The University of Iowa University of Iowa

Today in Music History: The Day the Music Died

Devastation from an Iowan cornfield ruptured America 64 years ago today. On February 3, 1959, rising artists Buddy Holly, Richie Valens, J.P. Richardson and their pilot died in a plane crash outside of Clear Lake, Iowa. This disaster, which took place in the middle of their tour, stunned fans around the nation.

Buddy Holly was in a tough spot. His manager had stolen from him, and after the break-up of his band, The Crickets, he needed money to support his pregnant wife and move to New York. To raise funds, Holly set off on the “Winter Dance Tour” with his band of Waylon Jennings, Tommy Allsup, and Carl Brunch, performing in venues throughout the Midwest.

Credit: Claire Mogren

They played with Richie Valens and J.P. “Big Bopper” Richardson. The tour bus had frequent heating issues over the course of the tour. Around Green Bay, Wisconsin, the group was downgraded to a decommissioned school bus. Frostbite, fever, and colds fostered during their long treks from ballroom to ballroom. Sporadic touring locations from the management company caused the musicians to dub it “the tour from hell”. Most of the driving was on snowed over two-laned country roads. The highway system wouldn’t be implemented until nearly a decade later.  

Tour managers informed the weathered group that they had to play at the Surf Ballroom the night of February 2nd. Tired of the tour bus conditions, Buddy Holly, Waylon Jennings, and Tommy Allsup decided to fly to Fargo, North Dakota. They would meet with the other performers and drive to their nearby concert in Moorhead, Minnesota. Jennings switched with Richardson due to an illness caused by the tour bus, while Allsup lost his seat to Valens over a coin toss. Buddy Holly, Richie Valens, and J.P. “Big Bopper” Richardson prepared for their first relaxing transport of the tour.

Promotional poster sent to venues.
Promotional tour poster sent to venues.

Snowfall caused inclement weather for the region. Outside of Clear Lake, the owner of the Mason City Airport assigned 21-year-old pilot Roger Peterson to charter them, a “man who built his life around flying” (Jerry Dwyer, Aircraft Accident Report). At approximately 12:55 a.m., the plane took off. The Air Traffic control quickly lost its blinking headlight after it rapidly descended into the deep winter. Attempts to contact the plane failed. Around 9 a.m. the next morning, investigative teams found the wreckage in a field mere miles from the airport. There were no survivors. Four young men had lost their lives to an ill-fated flight. Even if they had made it out of Iowa, the after-accident report details that more intense inclement weather would have occurred. This information was not relayed to the pilot.

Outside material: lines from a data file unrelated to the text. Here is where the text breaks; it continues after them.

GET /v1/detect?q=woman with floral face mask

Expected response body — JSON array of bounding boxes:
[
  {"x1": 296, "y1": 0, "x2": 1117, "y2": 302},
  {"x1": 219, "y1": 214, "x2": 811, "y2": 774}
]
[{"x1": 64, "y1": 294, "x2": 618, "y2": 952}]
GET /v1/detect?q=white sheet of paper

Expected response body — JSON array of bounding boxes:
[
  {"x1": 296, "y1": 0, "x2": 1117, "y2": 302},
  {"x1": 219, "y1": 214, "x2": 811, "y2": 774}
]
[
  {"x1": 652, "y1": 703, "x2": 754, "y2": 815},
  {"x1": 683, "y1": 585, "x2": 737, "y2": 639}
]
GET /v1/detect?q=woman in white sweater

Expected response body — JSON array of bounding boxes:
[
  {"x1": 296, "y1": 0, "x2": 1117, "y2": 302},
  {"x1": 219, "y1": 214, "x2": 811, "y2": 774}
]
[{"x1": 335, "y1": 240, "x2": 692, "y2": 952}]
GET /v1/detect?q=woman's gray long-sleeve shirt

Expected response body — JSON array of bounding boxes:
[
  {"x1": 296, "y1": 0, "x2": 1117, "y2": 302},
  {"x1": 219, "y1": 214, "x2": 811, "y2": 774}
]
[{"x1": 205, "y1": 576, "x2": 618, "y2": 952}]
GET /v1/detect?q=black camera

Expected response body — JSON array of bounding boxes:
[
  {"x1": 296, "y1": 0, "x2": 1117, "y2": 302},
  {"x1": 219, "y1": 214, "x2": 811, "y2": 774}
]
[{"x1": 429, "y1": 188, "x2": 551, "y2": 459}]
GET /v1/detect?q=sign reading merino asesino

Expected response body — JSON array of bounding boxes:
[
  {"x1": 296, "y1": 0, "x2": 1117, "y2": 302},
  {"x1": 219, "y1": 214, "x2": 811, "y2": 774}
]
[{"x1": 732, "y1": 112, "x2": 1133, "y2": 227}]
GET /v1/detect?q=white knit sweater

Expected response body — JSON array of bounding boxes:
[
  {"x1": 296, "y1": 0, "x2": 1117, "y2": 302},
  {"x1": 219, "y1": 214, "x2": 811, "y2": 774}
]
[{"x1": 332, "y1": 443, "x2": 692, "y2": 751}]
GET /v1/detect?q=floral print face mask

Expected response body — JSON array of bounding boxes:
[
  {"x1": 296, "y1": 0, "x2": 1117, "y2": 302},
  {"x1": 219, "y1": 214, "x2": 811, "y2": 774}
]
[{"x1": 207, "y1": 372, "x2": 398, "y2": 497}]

Heartbroken fans mourned the loss of these bright young men. They were on the cusp of greatness. Surviving tour members honored their legacy. Waylon Jennings, a bassist on Holly’s tour, became a Billboard-favorite and a major influence on the Outlaw Country genre in the ensuing decades. He referenced the tragedy on “Long Time Ago”, a song from his 1978 album I’ve Always Been Crazy”. “Don’t ask me who I gave my seat to on that plane, I think you already know, I told you a long time ago.”

Don McLean put an apt name to this tragedy in his paramount song “American Pie”. The song deals with America’s disillusionment surrounding the tragedy, and the artists who built upon the foundation left in their wake. McLean remembers that “something touched me deep inside / the day the music died.” While rock music endures to this day, its innocence was lost that cold night in Iowa.